Objectives: The goal of this study was to investigate the development of white matter microstructure of the arcuate fasciculus during late neurodevelopment in autism using longitudinal DTI.
Methods: The data were collected as part of an ongoing longitudinal MRI study on brain development in autism. High resolution DTI was acquired at three time points, each approximately two years apart, from a 3T MRI scanner and analyzed on 27 male individuals with autism (mean age at Time1: 15.98, s.d. 5.59) and 29 typical male control subjects (mean age at Time1: 16.31, s.d. 5.48). The arcuate fasciculus was extracted from the images using a new automated volumetric DTI segmentation algorithm. Derived measures of microstructure (fractional anisotropy (FA), mean diffusivity (MD), axial diffusivity (AD), and radial diffusivity (RD)) were computed in the arcuate fasciculus and compared across groups. Longitudinal mixed-effects models were fit to each derived measure as a function of age.
Results: As a group, those with autism displayed a significant increase in MD (p = 0.021), which was due to increases in both AD (p = 0.032) and to a lesser extent, RD (p = 0.059). No significant differences were found in FA between the groups. Both groups displayed a significant negative slope in MD, RD, and AD versus age (p < 0.001) and a significant positive slope in FA (p = 0.016). No significant differences were found between the slopes of the autism and control group for any diffusion measurement.

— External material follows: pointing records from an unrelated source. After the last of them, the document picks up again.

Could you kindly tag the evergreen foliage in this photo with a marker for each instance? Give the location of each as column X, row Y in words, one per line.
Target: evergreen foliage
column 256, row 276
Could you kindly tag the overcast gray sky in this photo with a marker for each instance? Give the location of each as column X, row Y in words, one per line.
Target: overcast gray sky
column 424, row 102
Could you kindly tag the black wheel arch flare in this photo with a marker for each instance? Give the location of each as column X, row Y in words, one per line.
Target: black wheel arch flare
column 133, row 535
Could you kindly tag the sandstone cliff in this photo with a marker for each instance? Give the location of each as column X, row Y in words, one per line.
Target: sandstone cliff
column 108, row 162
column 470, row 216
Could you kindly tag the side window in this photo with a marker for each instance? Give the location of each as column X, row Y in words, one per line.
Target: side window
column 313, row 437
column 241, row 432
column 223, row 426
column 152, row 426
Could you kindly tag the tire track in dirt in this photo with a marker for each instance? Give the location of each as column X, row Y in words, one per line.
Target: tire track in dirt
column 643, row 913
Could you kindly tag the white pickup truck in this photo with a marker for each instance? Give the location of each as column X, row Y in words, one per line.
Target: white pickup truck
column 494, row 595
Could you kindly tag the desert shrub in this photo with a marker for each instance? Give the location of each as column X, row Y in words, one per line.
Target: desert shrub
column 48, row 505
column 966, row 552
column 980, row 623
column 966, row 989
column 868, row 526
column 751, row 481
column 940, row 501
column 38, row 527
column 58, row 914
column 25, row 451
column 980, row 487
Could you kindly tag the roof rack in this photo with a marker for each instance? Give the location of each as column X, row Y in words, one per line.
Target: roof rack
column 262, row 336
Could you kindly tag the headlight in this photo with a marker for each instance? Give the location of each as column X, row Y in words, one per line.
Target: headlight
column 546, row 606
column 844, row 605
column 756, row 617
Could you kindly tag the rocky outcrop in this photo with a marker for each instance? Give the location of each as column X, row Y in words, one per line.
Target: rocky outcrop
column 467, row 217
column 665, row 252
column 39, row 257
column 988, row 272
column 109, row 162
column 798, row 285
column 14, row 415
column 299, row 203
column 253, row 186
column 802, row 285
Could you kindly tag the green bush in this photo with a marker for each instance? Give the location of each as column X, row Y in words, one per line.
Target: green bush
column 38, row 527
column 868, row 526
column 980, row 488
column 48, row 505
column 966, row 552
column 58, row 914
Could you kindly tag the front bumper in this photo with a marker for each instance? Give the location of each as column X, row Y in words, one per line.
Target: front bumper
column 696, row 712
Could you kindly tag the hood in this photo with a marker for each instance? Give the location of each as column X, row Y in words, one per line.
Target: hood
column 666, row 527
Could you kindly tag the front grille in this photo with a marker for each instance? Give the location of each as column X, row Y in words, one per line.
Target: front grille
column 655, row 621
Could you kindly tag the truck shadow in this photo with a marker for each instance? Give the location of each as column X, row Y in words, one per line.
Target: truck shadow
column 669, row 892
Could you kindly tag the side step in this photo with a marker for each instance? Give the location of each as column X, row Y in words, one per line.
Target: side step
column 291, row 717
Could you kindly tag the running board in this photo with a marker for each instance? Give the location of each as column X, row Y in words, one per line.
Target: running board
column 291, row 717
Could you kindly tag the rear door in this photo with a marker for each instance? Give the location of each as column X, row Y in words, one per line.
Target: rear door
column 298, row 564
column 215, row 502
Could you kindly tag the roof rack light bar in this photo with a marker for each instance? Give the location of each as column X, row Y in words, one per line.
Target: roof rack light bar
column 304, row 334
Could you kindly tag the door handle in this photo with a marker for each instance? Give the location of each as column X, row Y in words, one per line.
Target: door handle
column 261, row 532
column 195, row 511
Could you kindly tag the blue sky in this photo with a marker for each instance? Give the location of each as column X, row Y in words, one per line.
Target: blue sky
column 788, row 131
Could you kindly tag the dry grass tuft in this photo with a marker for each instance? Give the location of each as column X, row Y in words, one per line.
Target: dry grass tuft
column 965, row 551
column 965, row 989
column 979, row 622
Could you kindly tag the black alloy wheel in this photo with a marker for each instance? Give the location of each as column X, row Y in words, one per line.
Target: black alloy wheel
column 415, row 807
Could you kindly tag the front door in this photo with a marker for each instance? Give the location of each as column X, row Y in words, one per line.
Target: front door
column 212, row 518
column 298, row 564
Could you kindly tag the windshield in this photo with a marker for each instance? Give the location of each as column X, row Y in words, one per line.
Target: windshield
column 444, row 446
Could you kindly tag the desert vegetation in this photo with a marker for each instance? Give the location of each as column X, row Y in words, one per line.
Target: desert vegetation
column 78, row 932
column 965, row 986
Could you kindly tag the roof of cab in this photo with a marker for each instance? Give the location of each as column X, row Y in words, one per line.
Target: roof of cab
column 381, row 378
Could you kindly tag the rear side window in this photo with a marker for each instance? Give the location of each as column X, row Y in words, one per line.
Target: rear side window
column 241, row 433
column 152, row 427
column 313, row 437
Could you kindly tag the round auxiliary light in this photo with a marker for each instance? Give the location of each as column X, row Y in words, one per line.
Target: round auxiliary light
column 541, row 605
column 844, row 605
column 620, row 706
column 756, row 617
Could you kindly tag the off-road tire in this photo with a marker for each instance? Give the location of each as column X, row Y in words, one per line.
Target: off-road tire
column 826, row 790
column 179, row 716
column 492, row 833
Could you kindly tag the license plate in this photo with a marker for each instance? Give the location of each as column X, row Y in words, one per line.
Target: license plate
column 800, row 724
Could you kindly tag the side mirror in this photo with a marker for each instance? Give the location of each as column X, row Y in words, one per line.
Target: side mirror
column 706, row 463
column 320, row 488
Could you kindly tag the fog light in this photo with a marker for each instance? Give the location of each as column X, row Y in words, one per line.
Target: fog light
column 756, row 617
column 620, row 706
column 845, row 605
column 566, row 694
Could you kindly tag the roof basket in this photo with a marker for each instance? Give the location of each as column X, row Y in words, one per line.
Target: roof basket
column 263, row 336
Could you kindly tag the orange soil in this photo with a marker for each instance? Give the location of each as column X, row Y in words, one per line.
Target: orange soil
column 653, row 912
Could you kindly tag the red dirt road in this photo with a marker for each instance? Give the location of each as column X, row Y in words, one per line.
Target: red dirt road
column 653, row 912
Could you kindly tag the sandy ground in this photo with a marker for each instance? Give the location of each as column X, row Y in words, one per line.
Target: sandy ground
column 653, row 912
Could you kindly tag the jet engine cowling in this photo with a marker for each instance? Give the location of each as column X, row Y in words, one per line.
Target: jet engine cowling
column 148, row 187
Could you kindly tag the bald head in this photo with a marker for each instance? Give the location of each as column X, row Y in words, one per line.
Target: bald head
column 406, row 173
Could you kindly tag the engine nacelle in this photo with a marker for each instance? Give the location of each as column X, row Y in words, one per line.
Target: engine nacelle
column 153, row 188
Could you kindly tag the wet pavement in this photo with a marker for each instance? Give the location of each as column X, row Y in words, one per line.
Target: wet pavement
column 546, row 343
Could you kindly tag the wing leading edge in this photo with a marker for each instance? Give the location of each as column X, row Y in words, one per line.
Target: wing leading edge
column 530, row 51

Conclusions: Rather than “normalization” of the microstructure of the arcuate fasciculus with increasing age in autism, which would require steeper developmental trajectories in order for arcuate fasciculus development in autism to “catch-up” to typical development, the findings suggest a persistent gap arcuate fasciculus development between autism and typical individuals from late childhood into adulthood. The persistent significant delay in microstructural development of the arcuate fasciculus and the neurobiological mechanisms that cause and maintain it may help explain why language deficits persist into adulthood in autism. Understanding factors that cause the gap may lead to new interventions that improve language functioning and overall adult outcome in autism.